シダマツ、悲願のメダルで有終の美を 最後の世界選手権で鬼門となるのは?
強化合宿2日目の8月16日には、練習が報道陣に公開され、2人は練習後に取材に応じた。松山は「絶対に優勝したいという気持ちは強いですけど、優勝がすごく遠いのも分かっていますし(結果を意識し過ぎて)自分たちのプレーを出せないと悔いが残る。まずは、自分たちらしさをしっかり出せればと思います」と、ペアとしての特長を発揮することを優先する姿勢を示した。志田は「(ペア解消発表後の大会で)あらためて、たくさんの方に応援していただいていると感じた中で、負けるとその分悔しさもあった。世界選手権では、たくさん、シダマツの試合を見ていただけたらいいなと思いますし、最後になりますけど、シダマツのダブルスって楽しかったなと思っていただけるようなプレーができたらいい」と最後までペアとしての輝きを放ち続ける意気込みを示した。
異なる悔しさの過去3大会、いずれも準々決勝で敗退
2度目は、東京開催の2022年。スーパー1000の全英オープン、インドネシアオープンを優勝し、世界トップクラスの仲間入りを果たした2人は、強力な選手層を誇る日本の新たなエース候補として存在感を示し始めていた。自国で大きな期待も集まる状況で、五輪を想定して挑んだが、世界ランク4位の金昭映/孔熙容(キム・ソヨン/コン・ヒヨン=韓国)に完敗。落ち着かない様子のまま、力を出し切れずに敗れたのが印象的で、プレッシャーとの向き合い方を課題として突き付けられた大会だった。

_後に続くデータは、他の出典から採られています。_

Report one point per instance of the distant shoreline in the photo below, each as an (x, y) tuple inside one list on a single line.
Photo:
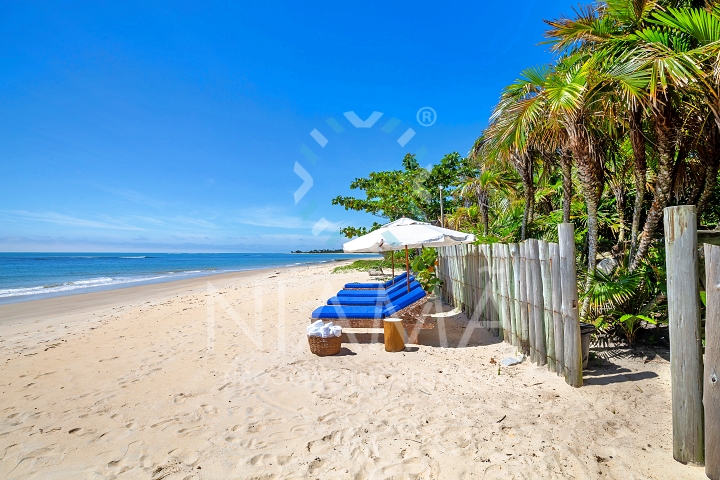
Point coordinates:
[(56, 283)]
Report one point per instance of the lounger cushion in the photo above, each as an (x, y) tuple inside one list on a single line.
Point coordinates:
[(376, 292), (404, 301), (387, 284), (370, 312), (347, 311), (379, 300)]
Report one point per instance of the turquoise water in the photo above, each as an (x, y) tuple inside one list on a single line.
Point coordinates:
[(28, 276)]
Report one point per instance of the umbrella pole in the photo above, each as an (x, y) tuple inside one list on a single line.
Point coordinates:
[(407, 268)]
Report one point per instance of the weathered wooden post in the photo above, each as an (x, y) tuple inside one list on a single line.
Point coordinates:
[(557, 308), (544, 249), (495, 324), (510, 306), (507, 320), (525, 326), (711, 392), (394, 334), (530, 299), (686, 369), (571, 317), (537, 301), (483, 287), (514, 263)]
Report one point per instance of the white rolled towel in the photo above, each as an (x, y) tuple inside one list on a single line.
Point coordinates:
[(326, 331), (313, 329)]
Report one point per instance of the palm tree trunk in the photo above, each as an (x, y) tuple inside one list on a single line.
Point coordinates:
[(709, 152), (591, 176), (483, 204), (664, 130), (710, 184), (637, 139), (619, 192), (523, 165), (566, 165)]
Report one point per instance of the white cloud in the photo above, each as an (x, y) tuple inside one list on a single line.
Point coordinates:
[(105, 221)]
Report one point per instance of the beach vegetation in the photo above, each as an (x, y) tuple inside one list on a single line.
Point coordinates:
[(624, 122)]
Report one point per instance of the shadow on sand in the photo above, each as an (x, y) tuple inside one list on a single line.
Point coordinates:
[(452, 330), (603, 372)]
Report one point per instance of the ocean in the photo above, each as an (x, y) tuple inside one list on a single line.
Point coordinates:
[(29, 276)]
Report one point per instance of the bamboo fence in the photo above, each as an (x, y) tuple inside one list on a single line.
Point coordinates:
[(524, 293)]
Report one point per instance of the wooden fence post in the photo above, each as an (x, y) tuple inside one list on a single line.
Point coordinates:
[(483, 287), (537, 302), (711, 392), (510, 308), (495, 325), (571, 318), (557, 308), (686, 370), (544, 249), (507, 323), (515, 264), (524, 300), (530, 299)]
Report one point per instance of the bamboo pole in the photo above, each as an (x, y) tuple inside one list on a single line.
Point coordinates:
[(557, 308), (503, 295), (394, 335), (496, 327), (407, 268), (548, 324), (537, 303), (711, 392), (686, 369), (515, 264), (487, 302), (510, 308), (524, 311), (571, 318)]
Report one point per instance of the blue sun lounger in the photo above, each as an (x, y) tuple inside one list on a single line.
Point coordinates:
[(373, 300), (407, 306), (377, 292), (376, 285)]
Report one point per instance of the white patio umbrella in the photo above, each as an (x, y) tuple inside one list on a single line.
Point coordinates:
[(406, 233)]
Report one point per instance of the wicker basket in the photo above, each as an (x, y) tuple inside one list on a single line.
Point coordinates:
[(324, 346)]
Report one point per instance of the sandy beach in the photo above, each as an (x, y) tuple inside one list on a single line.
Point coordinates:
[(212, 378)]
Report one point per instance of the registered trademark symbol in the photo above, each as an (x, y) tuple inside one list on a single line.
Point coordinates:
[(426, 116)]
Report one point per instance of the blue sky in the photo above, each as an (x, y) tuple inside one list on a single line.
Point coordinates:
[(151, 126)]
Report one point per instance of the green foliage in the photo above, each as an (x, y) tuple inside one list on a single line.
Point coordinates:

2年前にコペンハーゲンで開催された2023年大会では、パリ五輪で金メダルを獲得するチェン/ジァ(中国)を相手に健闘したが、1-2で敗れた。確実に力をつけ、しかも実力を発揮できたのにメダルには届かないという難しさを味わった。勢いだけではダメ、プレッシャーに負けるようでもダメ。力を発揮しても相手を越えなければダメ。振り返ってみれば、シダマツに多くの学びを与え、このペアを強くしてきた大会とも言える。